Bewertung
***
Originaltitel
Le petit lieutenant
Kategorie
Neo Noir
Land
FRA
Erscheinungsjahr
2005
Darsteller
Nathalie Baye, Jalil Lespert, Roschdy Zem, Antoine Chappey, Jacques Perrin
Regie
Xavier Beauvois
Farbe
Farbe
Laufzeit
110 min
Bildformat
Widescreen
Le Havre: Der junge Lieutenant Antoine Derouère (Jalil Lespert) schließt mit einer Zeremonie seine Zeit bei der Polizeischule ab, nachdem er sich zuvor bereits zum Einsatz bei der Kriminalpolizei in Paris gemeldet hat. Seine Mutter (Annick Le Goff), sein Vater (Jean Lespert) und sein jüngerer Bruder Alex (Yaniss Lespert) gratulieren dem Absolventen in seiner Uniform, von der er selbst nichts hält. Also tritt er seinen Dienst in Paris an, wo er der Abteilung der ebenfalls neuen Kommissarin Caroline "Caro" Vaudieu (Nathalie Baye) zugeteilt wird. Als sie sich bei ihrem Vorgesetzten (Pierre Aussedat) vorstellt, betont sie ausdrücklich, dass sie seit zwei Jahren keinen Alkohol mehr getrunken habe... Ihre Mitarbeiter und die Kollegen Antoines sind ein bunt zusammengewürfelter Haufen, darunter Solo (Roschdy Zem) mit marokkanischen Wurzeln sowie Louis Mallet (Antoine Chappey) und Lieutenant Patrick Belval (Patrick Chauvet). Als sie mitbekommen, dass man mit Antoine sowohl trinken als auch Witze reißen kann, kommen alle gut miteinander aus. Der „kleine Leutnant“, wie ihn Kommisarin Vaudieu an ihrem ersten Tag spontan tituliert, bewohnt ein möbliertes Zimmer bei Mireille (Mireille Franchino), einer freundlichen älteren Dame. Antoines Frau Julie (Bérangère Allaux) ist noch immer Lehrerin in Le Havre und hat nie nach Paris ziehen wollen. Indessen macht Lieutenant Derouère im Alltag eines großstädtischen Polizeireviers erste Erfahrungen, die sowohl laut und ruppig als auch stinklangweilig sein können…
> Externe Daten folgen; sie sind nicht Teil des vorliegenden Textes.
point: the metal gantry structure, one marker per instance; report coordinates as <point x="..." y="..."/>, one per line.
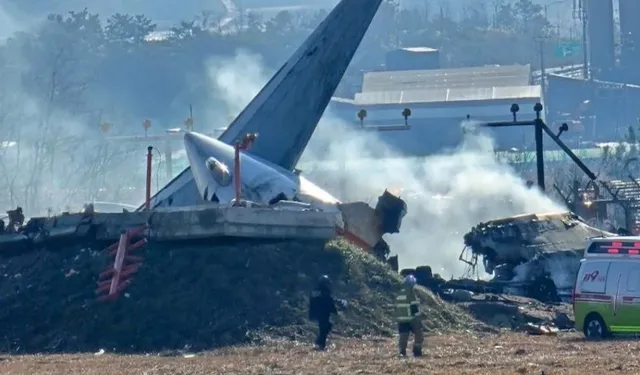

Das Erstaunliche am französchen Neo Noir Eine fatale Entscheidung, der viele Elemente klassischen Film-Noir-Kinos aufgreift und die Vielzahl der Charaktere bemerkenswert präzise skizziert, ist sein Scheitern. In Bestreben, die ermüdende Tristesse und Routine des Polizeialltags in der Metropole Paris zu bebildern, ist der Film ebenso erfolgreich wie zugleich – ermüdend trist. Der Gegenstand seiner Anschauung überträgt sich auf die Mittel der Gestaltung, wird eins mit der semi-dokumentarischen und bleiern einfallslosen Kameraarbeit, diesem Fermsehfilmstil, der „Realismus“ markieren möchte, seine Zuschauer in den ersten 54 Minuten aber zunehmend in die Langeweile führt. So scharf umrissen die Charaktere dem Drehbuch entspringen, so schlicht (und teils zweidimensional) sind sie auch - mit Ausnahme der Kommissarin Vaudieu, die von Nathalie Baye mit meisterhaft sicherem Ausdrucksvermögen zum Leben erweckt wird. Daneben verblassen die anderen Figuren zu beweglichen Ornamenten im Rahmen jenes Spiegels, daraus einzig ihr Portrait leuchtend hervortritt. Für die latent epische Anlage der so einfachen wie langsam voran schleichenden Geschichte ist das zu wenig. Antoine, der „kleine Leutnant“, bleibt ein netter Bursche aus der Provinz, in den die Kommissarin die Erinnerung an ihren verstorbenen Sohn projeziert, doch damit ist seine Rolle allzu begrenzt. Nun mag das Argument kommen, dass andererseits genau diese Begrenztheit als Erfahrung der entkoppelten und quasi „sinnlos“ anmutenden Zusammenhänge im Handlungsverlauf deren Tragik bedingt. Doch darauf kann ein in seiner Geduld strapazierter Zuschauer zuletzt mit einem „Na und?“ kontern und tut es mit gleicher Berechtigung.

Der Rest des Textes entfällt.